Der Wächter hilft mir hoch, da ich noch zu wackelig auf den Beinen bin. Er führt mich aus dem Raum hinaus, wie er es bereits oft getan hat.
Ich stehe auf dem Flur, dann legt er mir wieder Handschellen an und führt mich weiter. Ich kenne diesen Weg in- und auswendig. Ich könnte ihn auch blind gehen, trotzdem werde ich begleitet. Wir stehen vor dem Raum, in dem ich verhört werde. Auch diesen Raum habe ich bereits viel zu oft von innen gesehen. Ich hasse ihn.
Der Wächter klopft an und die Tür geht auf. In dem kleinen Raum steht ein Tisch. Auf dem Tisch befindet sich ein Mikrophon. Dahinter sitzt ein Polizist und hält eine Akte in der Hand. Es ist dasselbe Bild wie immer. Und derselbe Polizist wie immer. Sein Name ist Bloom und auch ihn mag ich nicht. Er hat nichts Freundliches an sich und er wäre vermutlich der letzte Mensch, dem ich irgendetwas anvertrauen würde. Er ist mir seit unserer ersten Begegnung unsympathisch.

Der Wächter schließt die Tür ab und lässt mich allein im Raum zurück. Alleine mit Bloom.

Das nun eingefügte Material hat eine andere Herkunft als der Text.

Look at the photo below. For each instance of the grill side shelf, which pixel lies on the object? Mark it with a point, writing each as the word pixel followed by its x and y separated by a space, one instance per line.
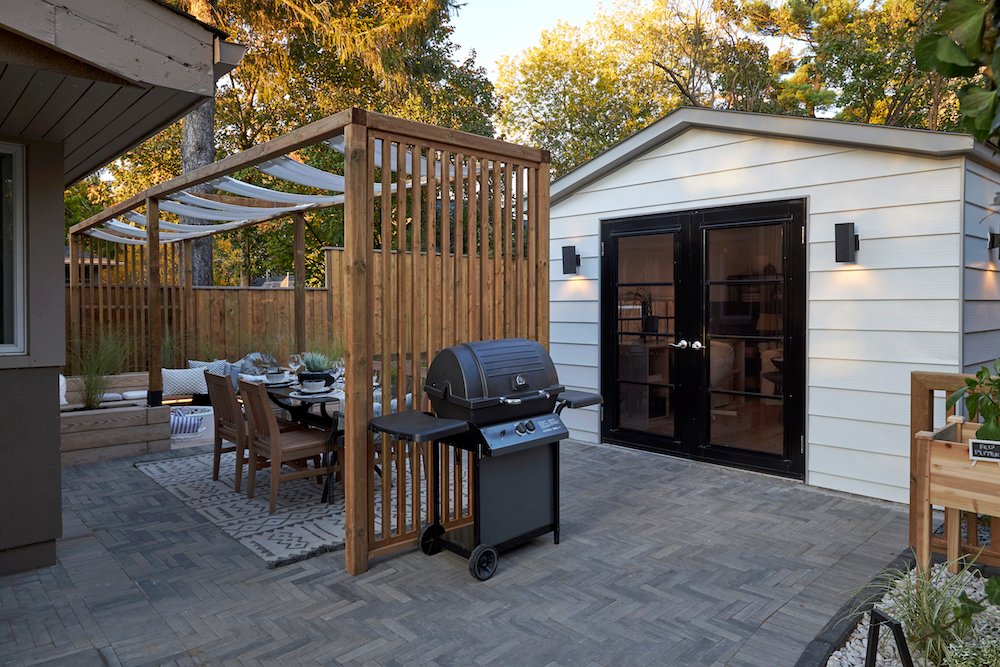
pixel 418 426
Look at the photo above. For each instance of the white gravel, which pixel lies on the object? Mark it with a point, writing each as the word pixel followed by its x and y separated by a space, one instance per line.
pixel 852 653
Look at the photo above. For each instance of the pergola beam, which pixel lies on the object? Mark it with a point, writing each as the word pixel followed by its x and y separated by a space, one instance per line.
pixel 294 140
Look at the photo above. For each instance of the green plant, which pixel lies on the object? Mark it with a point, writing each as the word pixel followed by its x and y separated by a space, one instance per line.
pixel 933 607
pixel 105 355
pixel 982 398
pixel 170 347
pixel 315 362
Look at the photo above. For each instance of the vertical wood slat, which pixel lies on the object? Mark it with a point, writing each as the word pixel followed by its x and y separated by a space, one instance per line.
pixel 486 273
pixel 460 291
pixel 498 286
pixel 541 268
pixel 358 225
pixel 532 252
pixel 474 262
pixel 299 234
pixel 153 298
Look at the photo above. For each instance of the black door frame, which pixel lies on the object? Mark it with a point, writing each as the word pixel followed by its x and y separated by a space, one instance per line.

„Bitte, setzen Sie sich“, sagt der Polizist und deutet auf den freien Stuhl vor dem Mikrophon. Noch immer in Handschellen tue ich, was er von mir verlangt. Ich setze mich hin und lege meine gefesselten Hände auf den Tisch.

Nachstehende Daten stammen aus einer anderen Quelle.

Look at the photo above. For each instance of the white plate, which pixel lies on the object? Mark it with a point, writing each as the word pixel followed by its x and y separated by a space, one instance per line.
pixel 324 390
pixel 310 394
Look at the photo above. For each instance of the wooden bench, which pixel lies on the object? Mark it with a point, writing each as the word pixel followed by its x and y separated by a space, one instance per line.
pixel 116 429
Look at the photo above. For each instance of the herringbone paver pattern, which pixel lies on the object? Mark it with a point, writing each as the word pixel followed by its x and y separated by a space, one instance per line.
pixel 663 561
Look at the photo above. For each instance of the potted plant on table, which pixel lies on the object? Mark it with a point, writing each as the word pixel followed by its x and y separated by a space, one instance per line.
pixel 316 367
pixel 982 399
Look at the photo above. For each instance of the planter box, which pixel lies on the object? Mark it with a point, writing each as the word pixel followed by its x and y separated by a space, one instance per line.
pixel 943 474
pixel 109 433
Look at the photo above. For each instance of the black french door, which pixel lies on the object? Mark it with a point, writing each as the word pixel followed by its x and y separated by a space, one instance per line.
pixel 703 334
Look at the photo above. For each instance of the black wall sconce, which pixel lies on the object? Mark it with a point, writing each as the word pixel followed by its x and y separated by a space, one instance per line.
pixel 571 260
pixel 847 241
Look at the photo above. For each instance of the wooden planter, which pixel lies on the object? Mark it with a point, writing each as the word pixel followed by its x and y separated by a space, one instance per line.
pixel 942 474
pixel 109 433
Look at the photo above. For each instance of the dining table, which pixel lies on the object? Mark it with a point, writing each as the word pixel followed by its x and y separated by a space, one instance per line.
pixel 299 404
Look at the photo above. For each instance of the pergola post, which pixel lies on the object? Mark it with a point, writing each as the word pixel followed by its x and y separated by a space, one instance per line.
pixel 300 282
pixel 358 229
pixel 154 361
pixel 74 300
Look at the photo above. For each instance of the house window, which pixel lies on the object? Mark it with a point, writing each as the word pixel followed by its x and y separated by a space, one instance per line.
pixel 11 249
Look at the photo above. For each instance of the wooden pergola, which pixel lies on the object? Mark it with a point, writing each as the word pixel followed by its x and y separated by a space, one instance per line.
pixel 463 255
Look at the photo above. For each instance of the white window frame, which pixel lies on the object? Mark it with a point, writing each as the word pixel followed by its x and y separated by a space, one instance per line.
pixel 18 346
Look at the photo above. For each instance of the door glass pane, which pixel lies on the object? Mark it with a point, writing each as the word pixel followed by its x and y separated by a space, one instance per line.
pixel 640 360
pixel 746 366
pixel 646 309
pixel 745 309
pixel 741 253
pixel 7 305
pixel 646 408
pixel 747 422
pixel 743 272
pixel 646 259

Bloom schlägt meine Akte auf und sieht sie sich an. Er müsste meine Akte auswendig kennen. Trotzdem sieht er immer wieder hinein. Vermutlich hofft er darauf, dass heute mehr drin steht als beim letzten Mal. Dass irgendein Polizist mehr über mich herausgefunden hat. „Tja“, sagt er und sieht von meiner Akte auf. „Es steht nicht besonders viel darin.“
„Dann können Sie mich auch gehen lassen“, sage ich genervt. Ich habe diese Prozedur so satt. Der Polizist lacht mich an. „Wenn das so einfach wäre“, sagt er und steht auf. „Sie waren an einem Aufstand beteiligt, bei dem es verdammt viele Toten gab.“ Er sieht mich an.

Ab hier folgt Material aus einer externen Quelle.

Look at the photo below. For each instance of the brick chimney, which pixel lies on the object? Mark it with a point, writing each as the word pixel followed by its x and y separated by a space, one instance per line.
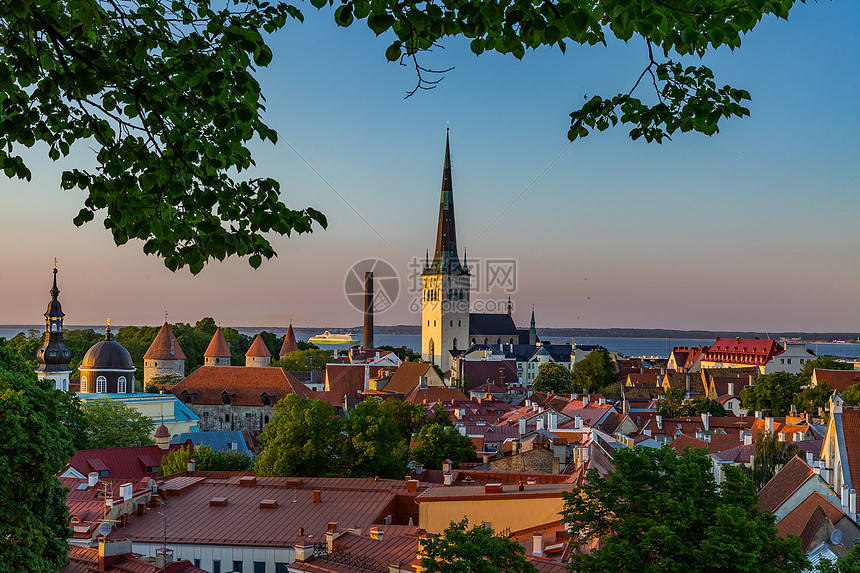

Ich versuche ihn zu ignorieren. Ihm nicht in die Augen zu sehen, sonst könnte ich einbrechen. Mein Blick bleibt auf seinem Rücken haften.
„Also erzählen Sie mir doch bitte, wieso es diesen Aufstand gab.“
Ich zucke mit den Schultern und starre meine gefesselten Hände an. „Ich war zufällig dort“, lüge ich. „Ich habe einen Spaziergang gemacht und diese Situation beobachtet. Ich bin hin, um nachzusehen.“ Lügnerin, schreit mich mein Unterbewusstsein an, aber was soll ich auch sonst sagen?
„Mitten in der Nacht?“, fragt mich Bloom und sieht mich nun endlich an. Sofort schaue ich weg. Sonst könnte ich mich selbst verraten, wenn ich das nicht bereits schon getan habe.
Ich nicke. „Das tue ich oft, wenn ich nicht schlafen kann.“ Keine Ahnung, ob er mir diese Geschichte glaubt. Vermutlich habe ich immer noch die Hoffnung, dass er es tatsächlich tun wird.
„In welchem Beruf arbeiten Sie?“
„In keinem. Ich bin Mutter von einem dreijährigen Sohn“, sage ich und bei diesen Worten schnürt es meine Kehle zu.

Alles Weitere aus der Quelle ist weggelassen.